Performance and Optimization

The naive triple-nested loop has O(n³) time complexity for n×n matrices. This scales poorly: doubling matrix size increases computation time by 8x. For a 1000×1000 matrix, that’s one billion multiplications.

Strassen’s algorithm reduces this to approximately O(n^2.807) through clever algebraic tricks, though it’s rarely implemented manually due to complexity and overhead for smaller matrices. Modern BLAS libraries use cache-optimized algorithms and SIMD instructions.

For sparse matrices (mostly zeros), specialized data structures save memory and computation:

import numpy as np
from scipy.sparse import csr_matrix
import time

# Create a sparse matrix (95% zeros)
size = 1000
density = 0.05

# Dense representation
A_dense = np.random.rand(size, size)
A_dense[A_dense > density] = 0
B_dense = np.random.rand(size, size)
B_dense[B_dense > density] = 0

# Sparse representation
A_sparse = csr_matrix(A_dense)
B_sparse = csr_matrix(B_dense)

# Compare memory usage
print(f"Dense memory: {A_dense.nbytes + B_dense.nbytes:,} bytes")
print(f"Sparse memory: {A_sparse.data.nbytes + B_sparse.data.nbytes:,} bytes")

# Compare computation time
start = time.time()
C_dense = A_dense @ B_dense
dense_time = time.time() - start

start = time.time()
C_sparse = A_sparse @ B_sparse
sparse_time = time.time() - start

print(f"\nDense computation: {dense_time:.4f}s")
print(f"Sparse computation: {sparse_time:.4f}s")
print(f"Speedup: {dense_time/sparse_time:.2f}x")

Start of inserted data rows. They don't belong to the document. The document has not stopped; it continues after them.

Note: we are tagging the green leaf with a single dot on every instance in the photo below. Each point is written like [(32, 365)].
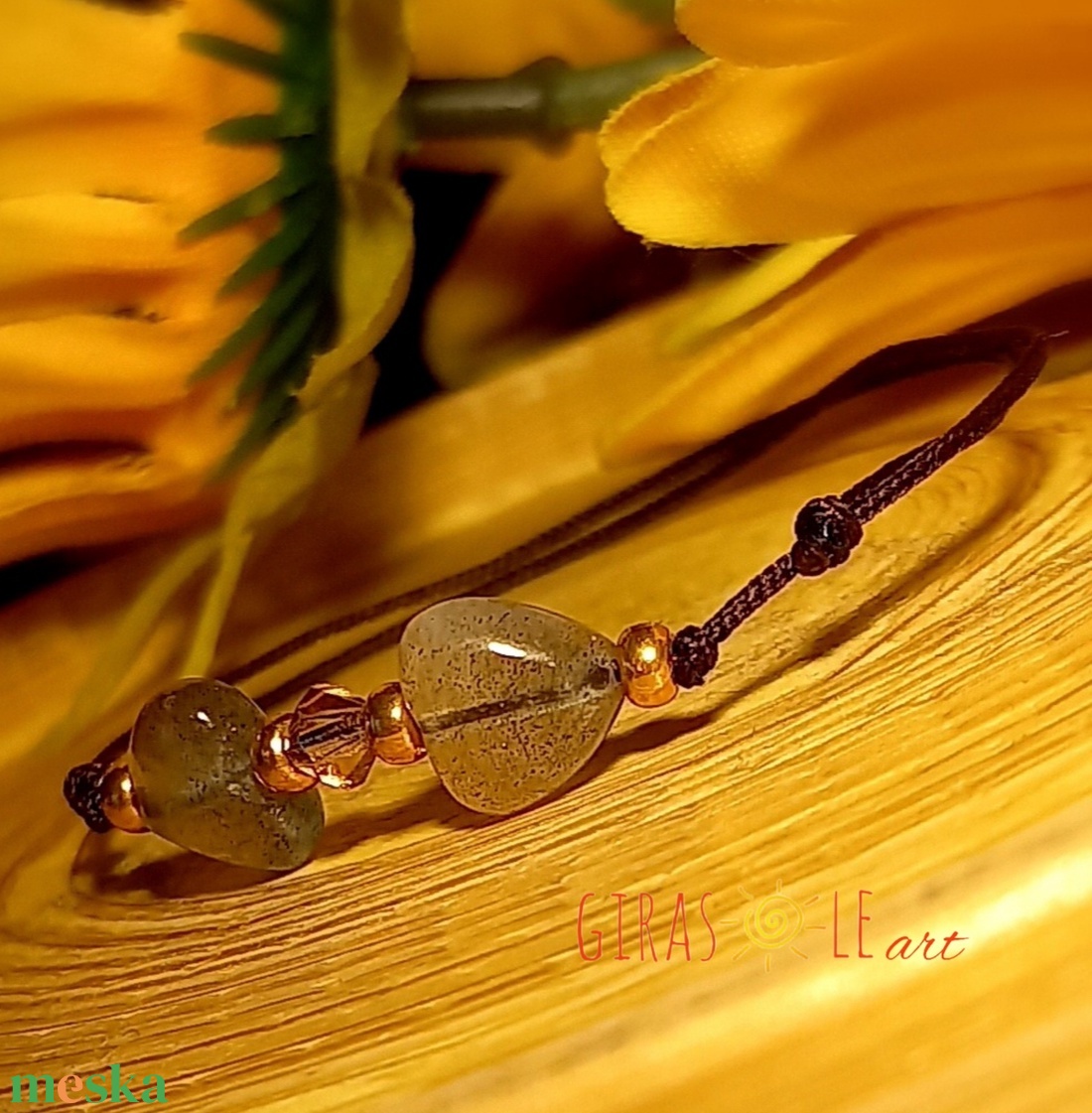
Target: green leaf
[(247, 130), (282, 9), (245, 208), (278, 248), (282, 347), (237, 54), (278, 303)]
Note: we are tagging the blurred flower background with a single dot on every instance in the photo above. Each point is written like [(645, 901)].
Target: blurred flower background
[(238, 232)]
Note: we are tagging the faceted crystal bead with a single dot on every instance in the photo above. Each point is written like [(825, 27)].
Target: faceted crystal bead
[(192, 774), (511, 699), (331, 738)]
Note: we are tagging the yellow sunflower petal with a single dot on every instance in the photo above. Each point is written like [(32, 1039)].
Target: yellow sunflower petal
[(741, 156), (783, 33), (917, 278)]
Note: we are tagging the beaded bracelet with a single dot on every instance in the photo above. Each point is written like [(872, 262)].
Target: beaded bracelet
[(507, 701)]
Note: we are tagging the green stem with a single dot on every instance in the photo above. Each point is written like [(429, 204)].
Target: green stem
[(546, 100), (651, 11)]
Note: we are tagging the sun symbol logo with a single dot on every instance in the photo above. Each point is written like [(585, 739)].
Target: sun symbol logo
[(773, 922)]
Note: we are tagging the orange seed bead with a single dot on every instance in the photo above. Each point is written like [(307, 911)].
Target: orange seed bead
[(644, 650), (273, 760), (396, 736), (119, 801)]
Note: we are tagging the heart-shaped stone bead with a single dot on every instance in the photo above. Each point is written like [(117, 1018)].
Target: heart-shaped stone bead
[(511, 699), (191, 766)]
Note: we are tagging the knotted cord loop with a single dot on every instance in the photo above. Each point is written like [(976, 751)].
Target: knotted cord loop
[(826, 532)]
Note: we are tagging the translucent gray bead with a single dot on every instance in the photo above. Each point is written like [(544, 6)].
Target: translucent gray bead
[(191, 765), (511, 700)]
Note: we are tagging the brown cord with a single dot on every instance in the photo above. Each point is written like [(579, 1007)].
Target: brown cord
[(827, 529)]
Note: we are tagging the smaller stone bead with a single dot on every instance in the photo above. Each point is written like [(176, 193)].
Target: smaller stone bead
[(395, 734), (331, 737), (645, 654), (274, 766), (119, 801)]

For matrices with >90% sparsity, sparse representations can be 10-100x faster and use 10-50x less memory. This matters enormously in applications like graph algorithms, natural language processing, and recommendation systems where sparse matrices are common.

Conclusion and Next Steps

Matrix multiplication is deceptively simple in concept but rich in implications. You’ve now seen the mechanical process, understood dimension compatibility, and learned when to optimize. The key takeaways: always use NumPy for production code, understand the O(n³) complexity for capacity planning, and recognize sparse matrices as optimization opportunities.

From here, explore tensor operations (the higher-dimensional generalization), GPU acceleration with libraries like CuPy or JAX, and specialized applications like the attention mechanism in transformers (which is fundamentally matrix multiplication).

The mathematical elegance of matrix multiplication belies its computational power. Master it, and you’ve mastered a fundamental building block of modern computing.